Ce seul mot, l’accent de la jeune femme, révélaient une résolution irrévocable.

Clémence, ramenée à de nobles résolutions par l’influence de Rodolphe, était fermement décidée à entourer M. d’Harville des soins les plus touchants; mais elle se sentait incapable d’éprouver jamais de l’amour pour lui.

Une impression plus inexorable encore que l’effroi, que le mépris, que la haine, éloignait pour toujours Clémence de son mari…

C’était une répugnance… invincible.

Après un moment de douloureux silence, M. d’Harville passa la main sur ses yeux humides et dit à sa femme, avec une amertume navrante:

– Pardon… de m’être trompé… pardon de m’être ainsi abandonné à une espérance insensée…

Puis, après un nouveau silence, il s’écria:

– Ah! je suis bien malheureux!…

– Mon ami, lui dit doucement Clémence, je ne voudrais pas vous faire de reproches; pourtant… comptez-vous donc pour rien ma promesse d’être pour vous la plus tendre des sœurs? Vous devrez à l’amitié dévouée des soins que l’amour ne pourrait vous donner… Espérez… espérez des jours meilleurs… Jusqu’ici vous m’avez trouvée presque indifférente à vos chagrins; vous verrez combien j’y saurai compatir, et quelles consolations vous trouverez dans mon affection.

Un valet de chambre entra et dit à Clémence:

– Son Altesse monseigneur le grand-duc de Gerolstein fait demander à Mme la marquise si elle peut le recevoir.

Clémence interrogea son mari du regard.

M. d’Harville, reprenant son sang-froid, dit à sa femme:

– Mais sans doute.

Le valet de chambre sortit.

– Pardon, mon ami, reprit Clémence, mais je n’avais pas défendu ma porte… il y a d’ailleurs longtemps que vous n’avez vu le prince; il sera heureux de vous trouver ici.

– J’aurai aussi beaucoup de plaisir à le voir, dit M. d’Harville. Pourtant, je vous l’avoue, en ce moment, je suis si troublé que j’aurais préféré recevoir sa visite un autre jour…

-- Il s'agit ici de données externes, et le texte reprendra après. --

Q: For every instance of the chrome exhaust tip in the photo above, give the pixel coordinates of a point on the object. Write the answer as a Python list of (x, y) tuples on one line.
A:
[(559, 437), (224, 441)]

– Je le comprends… Mais que faire?… Le voici…

Au même instant on annonçait Rodolphe.

– Je suis mille fois heureux, madame, d’avoir l’honneur de vous rencontrer, dit Rodolphe; et je m’applaudis doublement de ma bonne fortune, puisqu’elle me procure aussi le plaisir de vous voir, mon cher Albert, ajouta-t-il en se retournant vers le marquis, dont il serra cordialement la main.

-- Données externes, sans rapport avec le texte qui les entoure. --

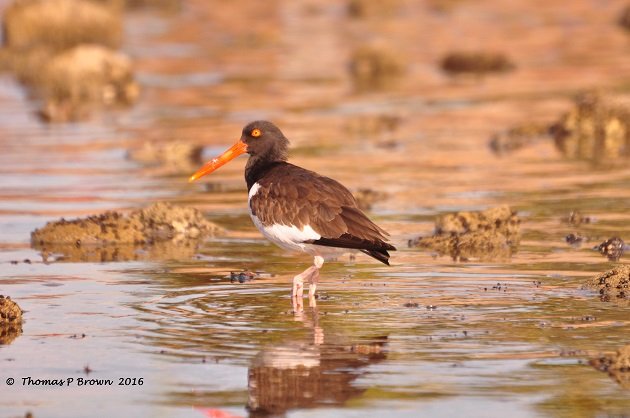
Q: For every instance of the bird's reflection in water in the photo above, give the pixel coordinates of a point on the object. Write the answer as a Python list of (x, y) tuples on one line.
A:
[(297, 375)]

– Il y a en effet, bien longtemps, monseigneur, que je n’ai eu l’honneur de vous présenter mes hommages.

– Et à qui la faute, monsieur l’invisible? La dernière fois que je suis venu faire ma cour à Mme d’Harville, je vous ai demandé, vous étiez absent. Voilà plus de trois semaines que vous m’oubliez; c’est très-mal…

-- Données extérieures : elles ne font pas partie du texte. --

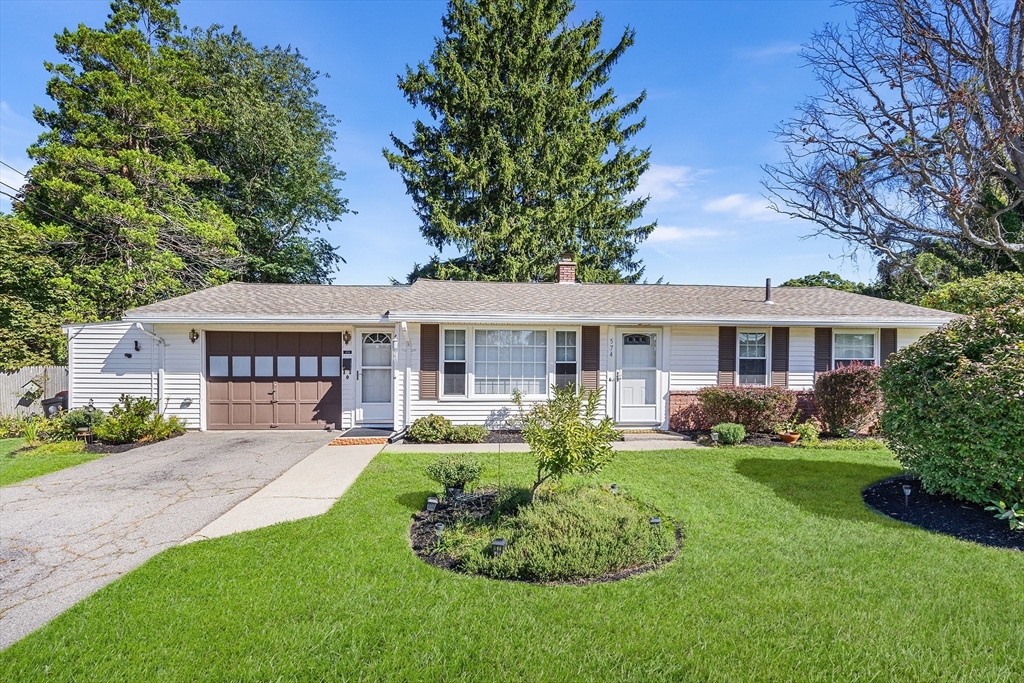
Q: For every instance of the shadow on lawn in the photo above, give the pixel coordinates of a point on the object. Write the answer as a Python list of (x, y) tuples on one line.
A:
[(822, 487), (416, 500)]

– Soyez sans pitié, monseigneur, dit Clémence en souriant; M. d’Harville est d’autant plus coupable qu’il a pour Votre Altesse le dévouement le plus profond, et qu’il pourrait en faire douter par sa négligence.

– Eh bien! voyez ma vanité, madame; quoi que puisse faire d’Harville, il me sera toujours impossible de douter de son affection mais je ne devrais pas dire cela… je vais l’encourager dans ses semblants d’indifférence.

– Croyez, monseigneur, que quelques circonstances imprévues m’ont seules empêché de profiter plus souvent de vos bontés pour moi…

– Entre nous, mon cher Albert, je vous crois un peu trop platonique en amitié; bien certain qu’on vous aime, vous ne tenez pas beaucoup à donner ou à recevoir des preuves d’attachement.

Par un manque d’étiquette dont Mme d’Harville ressentit une légère contrariété, un valet de chambre entra, apportant une lettre au marquis.